The main use-cases for Mustang Finance are:
- Borrow MUST
- 1-click multiply exposure to collateral assets
- Earn yield by depositing MUST in the stability pool or farming elsewhere
- Stake NERI to direct PLI (Protocol Liquidity Incentives) and earn rewards
- Stream MUST as a subscription, salary, grant, or any other kind of payment
To understand Mustang Finance it's helpful to understand Liquity
Liquity V1 was an immutable lending protocol that allowed users to take 0% interest loans on their ETH to receive $LUSD. Over the past 4 years it proved itself resilient in a variety of market conditions.

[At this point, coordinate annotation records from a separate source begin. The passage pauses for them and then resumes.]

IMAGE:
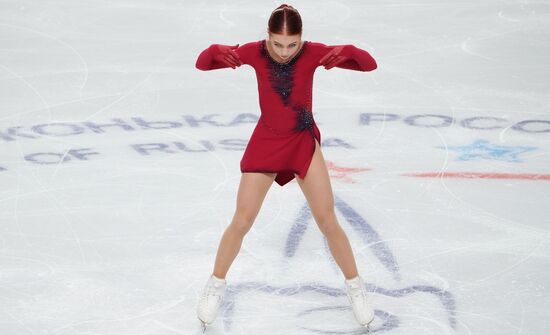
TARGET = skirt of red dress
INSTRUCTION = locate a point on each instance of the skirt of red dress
(285, 153)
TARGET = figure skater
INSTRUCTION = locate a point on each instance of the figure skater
(285, 144)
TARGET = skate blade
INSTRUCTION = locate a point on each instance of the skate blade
(203, 326)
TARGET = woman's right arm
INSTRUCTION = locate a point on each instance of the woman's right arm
(219, 56)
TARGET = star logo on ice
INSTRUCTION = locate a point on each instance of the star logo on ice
(343, 172)
(482, 149)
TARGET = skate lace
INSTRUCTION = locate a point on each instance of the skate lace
(357, 291)
(213, 290)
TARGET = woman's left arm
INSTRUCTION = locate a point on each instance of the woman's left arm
(348, 57)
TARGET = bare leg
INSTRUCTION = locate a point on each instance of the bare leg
(318, 192)
(252, 191)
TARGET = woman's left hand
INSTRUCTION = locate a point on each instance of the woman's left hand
(334, 57)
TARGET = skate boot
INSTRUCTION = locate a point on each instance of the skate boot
(210, 300)
(357, 295)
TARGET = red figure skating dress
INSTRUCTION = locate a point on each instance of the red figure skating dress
(283, 140)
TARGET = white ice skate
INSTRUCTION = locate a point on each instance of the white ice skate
(357, 295)
(210, 300)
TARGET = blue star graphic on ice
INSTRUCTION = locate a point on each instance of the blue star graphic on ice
(482, 149)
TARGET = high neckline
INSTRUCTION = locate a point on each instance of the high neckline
(290, 61)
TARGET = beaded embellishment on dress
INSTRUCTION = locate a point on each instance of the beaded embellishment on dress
(304, 120)
(281, 74)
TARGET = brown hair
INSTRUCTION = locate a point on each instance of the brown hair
(285, 19)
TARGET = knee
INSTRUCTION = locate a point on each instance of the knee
(242, 223)
(327, 223)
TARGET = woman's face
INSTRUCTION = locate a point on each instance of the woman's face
(284, 46)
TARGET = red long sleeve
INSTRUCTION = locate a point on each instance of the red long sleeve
(247, 54)
(206, 60)
(360, 60)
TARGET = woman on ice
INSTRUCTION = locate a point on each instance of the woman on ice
(284, 145)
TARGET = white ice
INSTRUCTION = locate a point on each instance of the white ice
(438, 159)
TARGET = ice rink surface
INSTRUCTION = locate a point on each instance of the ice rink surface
(119, 166)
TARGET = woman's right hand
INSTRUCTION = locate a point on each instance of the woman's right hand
(226, 55)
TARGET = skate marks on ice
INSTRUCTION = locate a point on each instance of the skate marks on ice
(322, 309)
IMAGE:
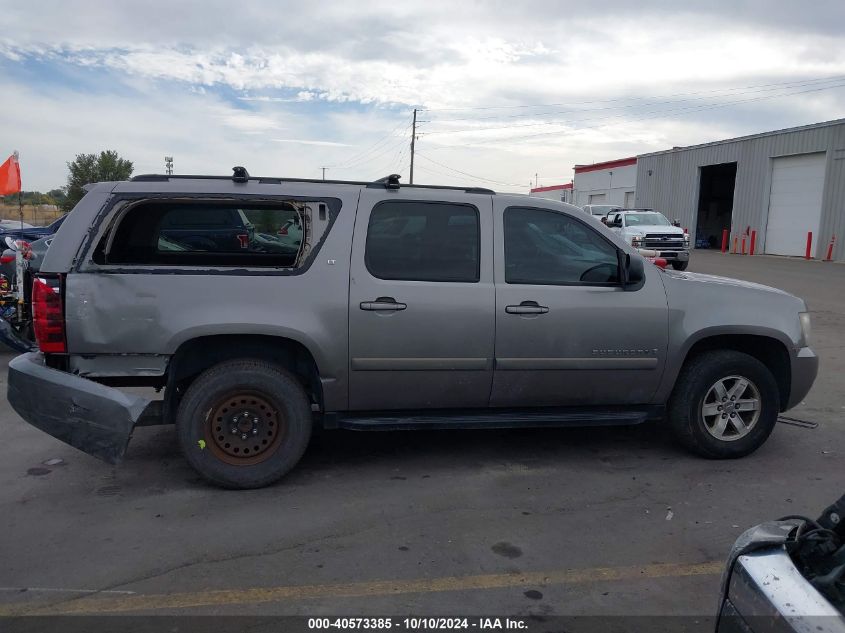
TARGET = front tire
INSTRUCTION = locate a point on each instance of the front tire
(725, 404)
(244, 423)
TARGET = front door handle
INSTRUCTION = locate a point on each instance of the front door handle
(383, 303)
(527, 307)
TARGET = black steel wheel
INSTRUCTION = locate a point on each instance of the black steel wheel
(244, 423)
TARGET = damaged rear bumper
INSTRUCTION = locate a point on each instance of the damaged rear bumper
(89, 416)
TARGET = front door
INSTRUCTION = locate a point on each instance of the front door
(421, 300)
(567, 333)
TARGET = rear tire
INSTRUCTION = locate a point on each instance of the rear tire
(727, 421)
(244, 423)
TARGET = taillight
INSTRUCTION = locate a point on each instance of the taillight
(25, 248)
(48, 317)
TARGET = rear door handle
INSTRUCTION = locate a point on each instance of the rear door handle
(383, 303)
(527, 307)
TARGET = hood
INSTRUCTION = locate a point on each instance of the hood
(709, 304)
(724, 281)
(655, 228)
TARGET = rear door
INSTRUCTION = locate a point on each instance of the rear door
(421, 300)
(567, 333)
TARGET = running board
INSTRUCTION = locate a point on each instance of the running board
(490, 418)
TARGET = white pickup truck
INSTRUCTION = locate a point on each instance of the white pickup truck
(648, 229)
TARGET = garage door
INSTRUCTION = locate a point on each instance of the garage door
(795, 203)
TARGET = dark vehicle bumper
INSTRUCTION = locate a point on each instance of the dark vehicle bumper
(91, 417)
(672, 256)
(762, 589)
(805, 366)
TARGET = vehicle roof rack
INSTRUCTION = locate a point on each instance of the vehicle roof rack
(389, 182)
(277, 181)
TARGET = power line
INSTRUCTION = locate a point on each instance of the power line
(463, 173)
(678, 94)
(343, 164)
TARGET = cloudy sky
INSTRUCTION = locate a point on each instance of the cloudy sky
(507, 89)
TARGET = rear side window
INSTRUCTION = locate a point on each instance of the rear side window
(206, 234)
(423, 241)
(548, 248)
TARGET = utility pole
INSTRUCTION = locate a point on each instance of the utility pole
(413, 138)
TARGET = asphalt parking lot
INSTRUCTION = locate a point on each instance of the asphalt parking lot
(521, 522)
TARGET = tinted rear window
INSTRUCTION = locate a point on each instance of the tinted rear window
(423, 241)
(205, 234)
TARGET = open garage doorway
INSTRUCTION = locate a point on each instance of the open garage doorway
(715, 204)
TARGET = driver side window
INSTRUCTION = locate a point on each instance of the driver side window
(548, 248)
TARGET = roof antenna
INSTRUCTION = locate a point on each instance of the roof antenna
(390, 182)
(240, 174)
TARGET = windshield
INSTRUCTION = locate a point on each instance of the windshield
(650, 218)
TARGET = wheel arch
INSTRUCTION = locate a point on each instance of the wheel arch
(195, 355)
(768, 348)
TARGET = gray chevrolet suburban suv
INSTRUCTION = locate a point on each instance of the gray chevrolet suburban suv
(402, 307)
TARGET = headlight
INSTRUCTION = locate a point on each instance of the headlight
(804, 318)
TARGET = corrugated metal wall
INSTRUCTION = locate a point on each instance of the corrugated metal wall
(669, 181)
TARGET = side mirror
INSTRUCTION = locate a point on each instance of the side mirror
(634, 270)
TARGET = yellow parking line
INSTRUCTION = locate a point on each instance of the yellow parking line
(362, 589)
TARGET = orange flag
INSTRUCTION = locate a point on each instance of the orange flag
(10, 175)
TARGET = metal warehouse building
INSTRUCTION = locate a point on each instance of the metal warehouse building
(782, 184)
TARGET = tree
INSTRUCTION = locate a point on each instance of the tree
(87, 168)
(57, 197)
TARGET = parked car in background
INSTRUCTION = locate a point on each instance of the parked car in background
(18, 264)
(646, 228)
(601, 210)
(405, 307)
(787, 576)
(29, 233)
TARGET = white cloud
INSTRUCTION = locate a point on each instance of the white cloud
(303, 141)
(338, 87)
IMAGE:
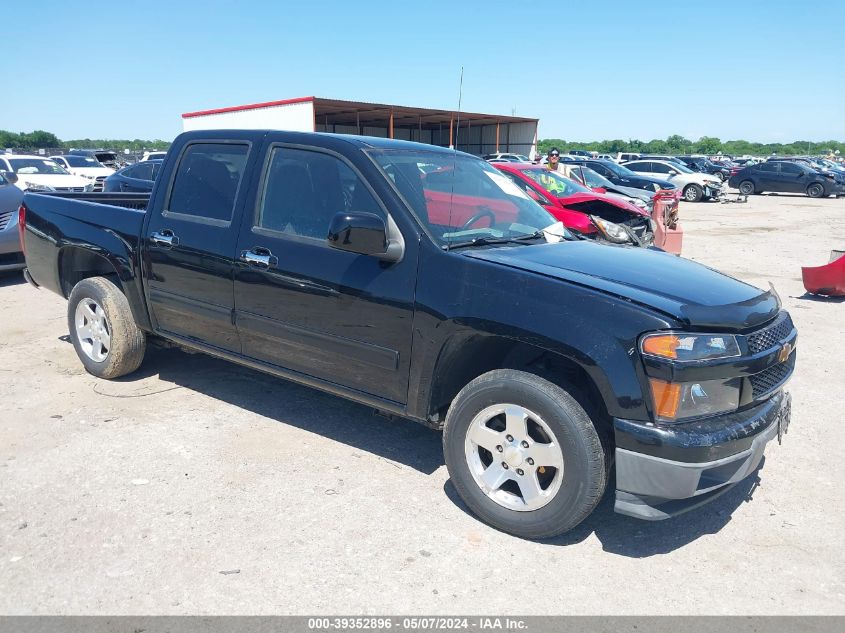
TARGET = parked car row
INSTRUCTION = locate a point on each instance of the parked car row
(787, 176)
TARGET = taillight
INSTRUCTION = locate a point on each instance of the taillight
(22, 227)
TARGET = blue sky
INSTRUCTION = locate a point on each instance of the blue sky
(768, 71)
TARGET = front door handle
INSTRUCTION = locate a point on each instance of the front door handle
(164, 238)
(259, 257)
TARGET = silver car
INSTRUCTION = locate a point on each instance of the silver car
(11, 257)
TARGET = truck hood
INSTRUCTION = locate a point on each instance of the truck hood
(699, 297)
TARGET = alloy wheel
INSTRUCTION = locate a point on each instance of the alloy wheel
(514, 457)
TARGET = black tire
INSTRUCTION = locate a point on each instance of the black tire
(815, 190)
(585, 466)
(693, 193)
(746, 188)
(127, 343)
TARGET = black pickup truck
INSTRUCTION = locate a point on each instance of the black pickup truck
(545, 359)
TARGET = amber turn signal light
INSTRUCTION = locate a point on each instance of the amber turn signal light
(666, 397)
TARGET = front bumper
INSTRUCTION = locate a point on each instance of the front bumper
(713, 191)
(664, 471)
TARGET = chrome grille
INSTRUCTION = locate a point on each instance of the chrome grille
(770, 336)
(767, 381)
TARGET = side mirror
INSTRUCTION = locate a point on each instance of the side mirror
(358, 232)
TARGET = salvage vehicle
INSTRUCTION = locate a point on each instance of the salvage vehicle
(622, 176)
(331, 261)
(784, 177)
(662, 206)
(105, 157)
(705, 166)
(827, 280)
(598, 183)
(11, 257)
(36, 173)
(134, 178)
(693, 185)
(583, 211)
(86, 167)
(508, 157)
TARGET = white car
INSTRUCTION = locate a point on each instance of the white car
(86, 167)
(694, 185)
(36, 173)
(153, 156)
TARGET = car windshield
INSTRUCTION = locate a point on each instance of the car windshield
(680, 167)
(593, 179)
(554, 183)
(463, 199)
(619, 170)
(81, 161)
(36, 166)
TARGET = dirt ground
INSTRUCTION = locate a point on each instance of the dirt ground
(195, 486)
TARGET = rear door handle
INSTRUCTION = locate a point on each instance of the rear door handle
(259, 257)
(164, 238)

Liquity V2 is the next iteration of borrowing, allowing users to set their own interest rate, and use more tokens as collateral.
Liquity V1 vs Liquity V2
Similarities | Differences |
---|---|
Immutability | User-set interest rates – more control over your borrowing cost. |
Decentralized | New collateral types - ETH, rETH, wstETH |
Rigorous Security | Improved redemption mechanism (lowest borrowing rate is redeemed first) |
Redemption of stablecoins for underlying collateral maintains the $1.00 peg no matter what | Troves are now transferable |
ETH Mainnet Only | V1’s code was free and open-sourced (FOSS), while with V2, Liquity will have its code set as a business source license (BUSL) |
Mustang Finance vs Liquity V2
Similarities | Differences |
---|---|
Immutability | ETH Mainnet (Liquity V2) only vs Arbitrum Only (Mustang Finance) |
Decentralization | Additional Collateral: sfrxETH, weETH, tETH, tBTC, COMP, and ARB |
Redemption of stablecoins for underlying collateral maintains the $1.00 peg no matter what | Mustang Finance adds Streaming: MUST can be streamed at any rate using Superfluid. Pay anyone every second. |
Shared Security from Friendly Forks | ARB deposited in the protocol can be delegated by Mustang Finance governance. |
Mustang Finance adds Additional security features to allow for the other features, like debt limits | |
Does Mustang Finance have governance?
Mustang Finance is subject to minimal governance which is solely tasked with distributing Protocol Liquidity Incentives (PIL), directing 25% of the protocol's revenue to external initiatives, delegating ARB, and updating collateral debt limits. Governance can never change the fee split, update protocol parameters, mint new stablecoins, or anything else.